6.6.20

Prosa


Um texto que tivesse a indestrutibilidade de uma câmara espiritual, que fosse como uma ponte de ornamentos sobre um rio nublado, em que os vocábulos valessem por seus sons, mas não faltassem a ele estilhaços ficcionais e conseguisse seu autor dar vida a uma mulher que não fosse um simples reflexo do seu desejo. E, sobretudo, não apelasse ele para a pornografia, nem sequer para as enfadonhas descrições eróticas.

Um texto a deixar os pares do autor indecisos entre negá-lo ou aderir a ele, de modo a não correr o risco de uma avaliação prematura que pudesse fazê-los perder o caminho da história.

Um texto que já superasse a tradição moderna, mas não se filiasse a nenhuma outra, pelo contrário, pairando no momento zero de indefinição sobre qual cedo ou tarde se inscreverá a palavra inaugural que ainda não se vislumbrou.

Um texto que não servisse de mero entretenimento, como os das novelas policiais, em que se disfarçam a feiura e o odor de cadáveres, nem o texto do riso fácil dos idiotas.
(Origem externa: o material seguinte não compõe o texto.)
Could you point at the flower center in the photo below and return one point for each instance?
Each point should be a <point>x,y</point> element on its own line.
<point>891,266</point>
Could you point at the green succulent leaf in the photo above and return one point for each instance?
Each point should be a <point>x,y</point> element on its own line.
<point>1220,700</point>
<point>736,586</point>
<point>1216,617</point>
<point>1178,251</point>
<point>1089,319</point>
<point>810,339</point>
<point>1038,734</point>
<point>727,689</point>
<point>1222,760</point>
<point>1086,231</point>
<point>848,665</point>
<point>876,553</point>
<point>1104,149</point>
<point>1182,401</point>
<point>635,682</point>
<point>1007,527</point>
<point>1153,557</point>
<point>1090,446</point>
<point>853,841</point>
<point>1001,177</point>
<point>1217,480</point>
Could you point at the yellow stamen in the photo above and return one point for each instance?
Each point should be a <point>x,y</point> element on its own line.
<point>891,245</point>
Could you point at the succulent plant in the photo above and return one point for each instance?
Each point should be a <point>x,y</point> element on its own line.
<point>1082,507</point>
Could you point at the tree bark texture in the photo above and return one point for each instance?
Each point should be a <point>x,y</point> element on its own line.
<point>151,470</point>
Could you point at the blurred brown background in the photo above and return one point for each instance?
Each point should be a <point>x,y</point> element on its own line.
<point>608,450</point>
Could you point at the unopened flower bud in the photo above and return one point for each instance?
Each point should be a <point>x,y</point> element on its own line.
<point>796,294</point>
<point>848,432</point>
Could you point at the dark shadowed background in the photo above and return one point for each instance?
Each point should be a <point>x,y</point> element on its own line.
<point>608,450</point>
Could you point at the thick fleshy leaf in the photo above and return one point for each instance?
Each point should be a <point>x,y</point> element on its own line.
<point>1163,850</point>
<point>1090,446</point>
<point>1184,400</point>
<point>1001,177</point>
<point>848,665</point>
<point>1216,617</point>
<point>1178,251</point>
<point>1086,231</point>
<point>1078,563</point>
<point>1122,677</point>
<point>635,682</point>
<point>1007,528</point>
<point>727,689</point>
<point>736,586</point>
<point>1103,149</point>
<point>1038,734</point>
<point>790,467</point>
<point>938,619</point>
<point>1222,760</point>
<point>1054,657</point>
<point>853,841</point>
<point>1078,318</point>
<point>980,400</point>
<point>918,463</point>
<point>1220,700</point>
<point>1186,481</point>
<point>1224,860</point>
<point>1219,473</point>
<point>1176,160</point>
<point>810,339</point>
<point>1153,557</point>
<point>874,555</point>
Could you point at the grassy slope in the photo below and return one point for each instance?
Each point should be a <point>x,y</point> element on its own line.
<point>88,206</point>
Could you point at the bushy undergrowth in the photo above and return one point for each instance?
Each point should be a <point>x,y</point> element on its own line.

Um texto que não fosse mais um entre tantos contos ou romances, que nada acrescentariam ao corpus da literatura.

Mas não um texto abstrato ou suprarreal, talvez algo escultórico, no momento imediatamente anterior ao primeiro sopro depois da calmaria, no limiar exato da transformação.

E sinto que não serei eu a realizá-lo, mas, por acaso, não me bastará este pressentimento, permitindo que eu repouse como um criador no silêncio da alta noite, que, no entanto, não é bem silêncio, mas o som do fluir da corrente sanguínea?